Cumberland Games & Diversions offer two sourcebooks: Fief and Town, which attempt to provide the GM everything they need to know about feudalism in rural and urban settings, respectively. They are not available in print, so I have not actually read more than the samples of the PDFs offered at their web site. (Actually, I broke down and bought Fief just now, as it is available in a bundle that supports a good cause.) It covers a lot of the same ground as you’ll find elsewhere but it is gathered neatly in one place. I could do without the “price lists,” though, which take up a lot of space without really being useful. Nice work though on the timeline and bibliography, and the index (Monsters, see Children, Beasts”)! I should mention that the tables of contents of Town and Fief might make you think there is a lot of repeated material, but from the full Fief text I just got and the sample of Town, they are covering the same topics from different angles and would probably be complimentary. I’m still disappointed there is not a print version available, given how easy print-on-demand is, but that might be a publisher’s decision. I can hardly talk since my own book is now out of print and available only as a PDF. I’ll need to post a full review of Fief, anyway, it seems really well done.

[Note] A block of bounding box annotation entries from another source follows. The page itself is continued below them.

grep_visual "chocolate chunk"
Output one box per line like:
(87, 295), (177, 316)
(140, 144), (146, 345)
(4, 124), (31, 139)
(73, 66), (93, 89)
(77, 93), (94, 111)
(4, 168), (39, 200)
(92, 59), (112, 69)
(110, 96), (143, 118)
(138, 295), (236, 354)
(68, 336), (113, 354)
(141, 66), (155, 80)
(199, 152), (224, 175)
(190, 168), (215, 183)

A Magical Medieval Society is in its third edition. I’ve only seen the first edition. It tries to help a GM generate a fantasy kingdom with calculations for populations, demographics, and even the income generated at the level of a manor! I found it kind of exhausting, but I’m sure it has has its own audience. The most interesting thing for me is the effort to work out how magic would affect a medieval society. It falls more on the side of high fantasy than gritty realism, though, and doggedly imagines the typical D&D pantheons of deities and multiple religions rather than including the Church. For me, that’s definitely a bug. The economics are probably solid though. (I have no idea, that’s not my forte.) In some ways it reminds of the very old series on creating medieval towns and villages in the early issues of White Dwarf. The author there (which I’m drawing a blank on) recommended using existing prices for items and hirelings in AD&D to work out the annual wages of various professions, and I like the simplicity of that approach. It might be giving those price lists too much credit (Gygax after all admits they inflate everything associated with adventuring, much as tools and such were inflated during the gold rush) but I agree in principle with changing as little as necessary.

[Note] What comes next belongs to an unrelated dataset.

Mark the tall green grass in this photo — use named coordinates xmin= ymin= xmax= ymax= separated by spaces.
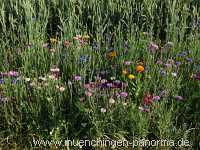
xmin=0 ymin=0 xmax=200 ymax=149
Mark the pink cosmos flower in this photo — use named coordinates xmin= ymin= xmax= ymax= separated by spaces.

I’d be remiss if I didn’t mention the GURPS sourcebook Middle Ages I. It’s meant as a historical setting, rather than something to use for FRPGs, but it does have some notes about incorporating magic, horror, or science fiction, being GURPS. I found it mostly interesting for the details on England’s kings and queens (the number I indicating they hoped for follow ups covering other parts of the Europe). The GURPS fantasy setting, Oerth, is actually a fairly good imagining of high fantasy mixed with medievalism, as actual regions of medieval Earth were transplanted by a cataclysmic event onto a fantasy world, so a relatively authentic if idealized set of European and Saracen kingdoms exist alongside elves, dwarves, and the rest.
At this point, I realize how impossible it would be to cover all the RPG sourcebooks that try to add authentic medievalism to FPRGs. RPG publishing has reached a level of democratization and independence that there are probably hundreds of games, sources, and so on I haven’t even heard of. I should mention my own publications in the first two Burgs & Bailiffs booklets, and my follow-up solo book B&B Trinity, are only semi-serious and indulge in some sensationalism. I plan on playing it a bit more “straight” in the revised & expanded second edition of Trinity, which is what occasioned the thoughts leading to this post to begin with. Looking at some of these other efforts has helped me firm up my own vision of what I’d like to see and of what to keep, what to remove, and what to change in D&D to make it so.